I’m trying to apply a GPU with Slurm using native attributes. It runs but the GPUs aren’t being reserved as expected. How can I see the actual sbatch command that is running to know what is going on? My actual submit.yml.erb file is given below:

batch_connect:
  template: "basic"
<%-
  slurm_args = if gpu_switch == 1
                 ["--gpus-per-node", "1", "--gres", "gpu:1" ]
               else
                 []
               end
-%>

script:
  native:
  <%- slurm_args.each do |arg| %>
    - "<%= arg %>"
  <%- end %>

My guess is it’s a type issue where gpu_switch is a string not an integer.

Either turn gpu switch into a integer with gpu_switch.to_i or compare it against the string 1 like == "1".

Also, just as an aside to style, you may want to put the ERB <%- %> block at the top for readability.

<%- 
   # do all the computations up here
%>
---
batch_connect:
  # and so on

Yep, that was it… thanks!

Is there a way to see the sbatch command that is actually getting run? And any other tips for debugging these kinds of issues?

Yea you can see the command being run in /var/log/ondemand-nginx/USER/error.log. For this error, I just kinda knew from experience that they’re always strings - maybe I’d run into the same issue once or twice. Something like this, gpu_switch isn’t going to be in the sbatch command, but you can see what all these templates got templated with in the user_defined_context.json in the job’s session directory (the link in the card). This will indicate whether or not flags are being correctly passed from the form to the submit.yml.

I’m not seeing much useful in error.log. The user_defined_context.json is definitely helpful.
If I drop print statements into my ERB block in submit.yml.erb, I cannot find the output anywhere. Is there a way to print out info like this?

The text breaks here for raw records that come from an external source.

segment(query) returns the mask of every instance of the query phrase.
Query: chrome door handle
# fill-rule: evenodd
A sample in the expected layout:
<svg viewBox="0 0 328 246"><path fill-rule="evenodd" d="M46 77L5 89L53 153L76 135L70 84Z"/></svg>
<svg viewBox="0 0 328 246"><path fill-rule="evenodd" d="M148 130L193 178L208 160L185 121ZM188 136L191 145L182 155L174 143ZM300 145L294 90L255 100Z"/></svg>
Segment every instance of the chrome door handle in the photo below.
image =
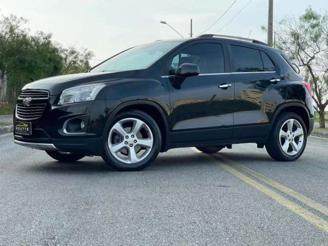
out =
<svg viewBox="0 0 328 246"><path fill-rule="evenodd" d="M232 85L231 84L222 84L220 86L219 86L219 88L226 90L229 87L231 87L231 86Z"/></svg>
<svg viewBox="0 0 328 246"><path fill-rule="evenodd" d="M280 78L273 78L270 79L270 82L272 82L273 83L277 83L279 82L279 81L280 81Z"/></svg>

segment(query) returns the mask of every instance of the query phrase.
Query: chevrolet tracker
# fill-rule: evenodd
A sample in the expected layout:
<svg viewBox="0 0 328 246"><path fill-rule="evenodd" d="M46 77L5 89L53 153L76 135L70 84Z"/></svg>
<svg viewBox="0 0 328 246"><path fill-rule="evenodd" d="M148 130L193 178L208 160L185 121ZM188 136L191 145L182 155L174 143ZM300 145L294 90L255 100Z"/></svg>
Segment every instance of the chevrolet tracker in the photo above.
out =
<svg viewBox="0 0 328 246"><path fill-rule="evenodd" d="M294 161L314 125L311 88L296 69L282 51L238 37L136 46L85 73L26 85L14 141L60 161L101 156L126 171L172 148L213 153L246 142Z"/></svg>

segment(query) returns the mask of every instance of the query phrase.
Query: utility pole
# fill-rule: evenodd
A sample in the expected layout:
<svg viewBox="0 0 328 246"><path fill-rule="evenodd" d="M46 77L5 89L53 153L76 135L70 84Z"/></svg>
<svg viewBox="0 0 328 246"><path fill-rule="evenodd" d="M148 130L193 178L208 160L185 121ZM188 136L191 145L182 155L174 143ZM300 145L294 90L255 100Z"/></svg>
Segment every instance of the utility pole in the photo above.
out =
<svg viewBox="0 0 328 246"><path fill-rule="evenodd" d="M190 19L190 37L193 37L193 19Z"/></svg>
<svg viewBox="0 0 328 246"><path fill-rule="evenodd" d="M269 0L268 11L268 44L272 46L273 32L273 0Z"/></svg>

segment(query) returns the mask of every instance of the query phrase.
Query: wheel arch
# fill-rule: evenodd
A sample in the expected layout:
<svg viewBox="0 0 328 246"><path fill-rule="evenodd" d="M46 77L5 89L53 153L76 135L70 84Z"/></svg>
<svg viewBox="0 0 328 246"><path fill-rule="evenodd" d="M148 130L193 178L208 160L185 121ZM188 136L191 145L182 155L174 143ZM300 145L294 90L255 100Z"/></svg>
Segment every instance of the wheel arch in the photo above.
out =
<svg viewBox="0 0 328 246"><path fill-rule="evenodd" d="M122 102L111 113L106 123L103 133L104 139L105 134L108 131L112 121L118 114L130 110L136 110L149 114L156 121L162 135L162 145L160 151L166 151L169 145L169 124L168 116L164 109L158 104L149 100L133 100Z"/></svg>
<svg viewBox="0 0 328 246"><path fill-rule="evenodd" d="M310 114L306 107L299 102L289 102L281 106L278 108L274 114L272 119L272 124L270 129L270 134L272 130L273 127L275 124L276 120L278 116L284 112L292 112L299 115L305 124L306 128L306 133L310 130Z"/></svg>

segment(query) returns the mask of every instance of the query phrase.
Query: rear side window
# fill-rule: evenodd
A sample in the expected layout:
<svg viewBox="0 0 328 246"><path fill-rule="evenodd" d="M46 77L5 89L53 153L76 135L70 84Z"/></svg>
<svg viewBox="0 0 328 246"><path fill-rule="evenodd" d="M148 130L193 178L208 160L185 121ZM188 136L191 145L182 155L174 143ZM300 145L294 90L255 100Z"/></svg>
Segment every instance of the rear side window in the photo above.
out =
<svg viewBox="0 0 328 246"><path fill-rule="evenodd" d="M197 44L181 50L169 64L170 74L174 74L181 64L198 65L200 73L224 72L223 48L219 44Z"/></svg>
<svg viewBox="0 0 328 246"><path fill-rule="evenodd" d="M231 46L234 72L263 72L260 51L254 49Z"/></svg>
<svg viewBox="0 0 328 246"><path fill-rule="evenodd" d="M299 73L299 71L297 71L297 70L299 69L298 68L296 68L295 67L295 65L292 63L292 61L291 61L291 60L288 58L287 56L283 53L281 53L281 56L282 56L282 58L284 59L286 62L288 64L290 67L293 69L295 72L296 73Z"/></svg>
<svg viewBox="0 0 328 246"><path fill-rule="evenodd" d="M261 51L261 56L263 65L264 66L264 71L266 72L273 72L275 71L275 65L266 54L263 51Z"/></svg>

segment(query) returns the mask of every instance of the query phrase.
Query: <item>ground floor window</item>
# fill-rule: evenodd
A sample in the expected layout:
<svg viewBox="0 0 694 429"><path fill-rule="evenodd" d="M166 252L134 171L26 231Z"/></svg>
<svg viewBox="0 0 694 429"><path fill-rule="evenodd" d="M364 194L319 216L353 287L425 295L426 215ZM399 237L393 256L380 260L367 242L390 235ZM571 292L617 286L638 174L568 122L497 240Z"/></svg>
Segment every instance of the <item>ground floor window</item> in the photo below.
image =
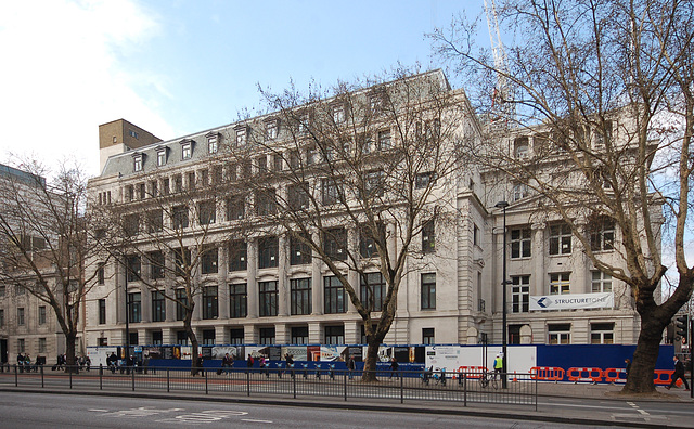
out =
<svg viewBox="0 0 694 429"><path fill-rule="evenodd" d="M591 344L614 344L615 324L614 323L591 323L590 325Z"/></svg>
<svg viewBox="0 0 694 429"><path fill-rule="evenodd" d="M260 343L274 344L274 328L260 328Z"/></svg>
<svg viewBox="0 0 694 429"><path fill-rule="evenodd" d="M434 328L422 328L422 343L434 344Z"/></svg>
<svg viewBox="0 0 694 429"><path fill-rule="evenodd" d="M292 327L292 343L308 344L308 326Z"/></svg>
<svg viewBox="0 0 694 429"><path fill-rule="evenodd" d="M344 344L345 327L344 326L325 326L325 343L326 344Z"/></svg>
<svg viewBox="0 0 694 429"><path fill-rule="evenodd" d="M548 343L549 344L570 344L571 343L571 325L562 323L556 325L548 325Z"/></svg>

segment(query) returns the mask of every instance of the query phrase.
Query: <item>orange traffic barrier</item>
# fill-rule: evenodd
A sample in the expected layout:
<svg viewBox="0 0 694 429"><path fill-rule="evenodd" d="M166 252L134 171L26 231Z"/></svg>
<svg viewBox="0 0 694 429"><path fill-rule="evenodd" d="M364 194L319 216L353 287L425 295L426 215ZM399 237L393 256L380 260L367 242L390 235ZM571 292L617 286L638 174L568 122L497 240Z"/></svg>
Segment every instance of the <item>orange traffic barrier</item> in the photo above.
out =
<svg viewBox="0 0 694 429"><path fill-rule="evenodd" d="M530 368L531 380L560 381L564 379L564 368L554 366L534 366Z"/></svg>
<svg viewBox="0 0 694 429"><path fill-rule="evenodd" d="M603 370L601 368L568 368L566 372L569 381L592 381L603 380Z"/></svg>
<svg viewBox="0 0 694 429"><path fill-rule="evenodd" d="M603 370L607 382L627 382L627 372L622 368L607 368Z"/></svg>
<svg viewBox="0 0 694 429"><path fill-rule="evenodd" d="M655 369L653 372L653 382L655 385L667 386L672 382L674 369Z"/></svg>

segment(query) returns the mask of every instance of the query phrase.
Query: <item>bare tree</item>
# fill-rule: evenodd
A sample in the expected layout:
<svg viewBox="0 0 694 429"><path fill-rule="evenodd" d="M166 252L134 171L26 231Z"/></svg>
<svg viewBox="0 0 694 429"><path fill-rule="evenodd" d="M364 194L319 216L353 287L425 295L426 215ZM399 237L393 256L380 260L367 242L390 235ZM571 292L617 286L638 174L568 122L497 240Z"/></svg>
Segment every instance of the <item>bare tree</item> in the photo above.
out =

No, but if you’re in a development environment - that is, in your home directory where only you have access to this app - I have raised errors with debug messages like:

<%-
  raise StandardError.new("the value of the things I'm looking for is: #{the_thing.inspect}")
-%>

Not sure how useful this is, but:

% cat submit.yml.erb                      
# Job submission configuration file
#
---

<%-
slurm_args = if gpu_switch.to_i == 1
                 #["--nodes", "#{nodes}", "--ntasks-per-node", "#{ppn}", "--gpus-per-node", "1", "--gres", "vis" ]
                 ["--gpus-per-node", "1", "--gres", "gpu:1" ]
               else
                 []
               end
-%>

batch_connect:
  template: "basic"

script:
  native:
  <%- slurm_args.each do |arg| %>
    - "<%= arg %>"
  <%- end %>
   - "--exclusive"%                                                                                                                                                                                           

Manually process the template using CLI erb, providing params:

% erb  -T - gpu_switch="1" submit.yml.erb 

# Job submission configuration file
#
---


batch_connect:
  template: "basic"

script:
  native:

    - "--gpus-per-node"

    - "1"

    - "--gres"

    - "gpu:1"

   - "--exclusive"

Sure is! If you end the each and end lines with -%> instead of %> you’ll get rid of the spaces in the array arguments.

Also the last - "--exclusive" seems to be off by 1 space.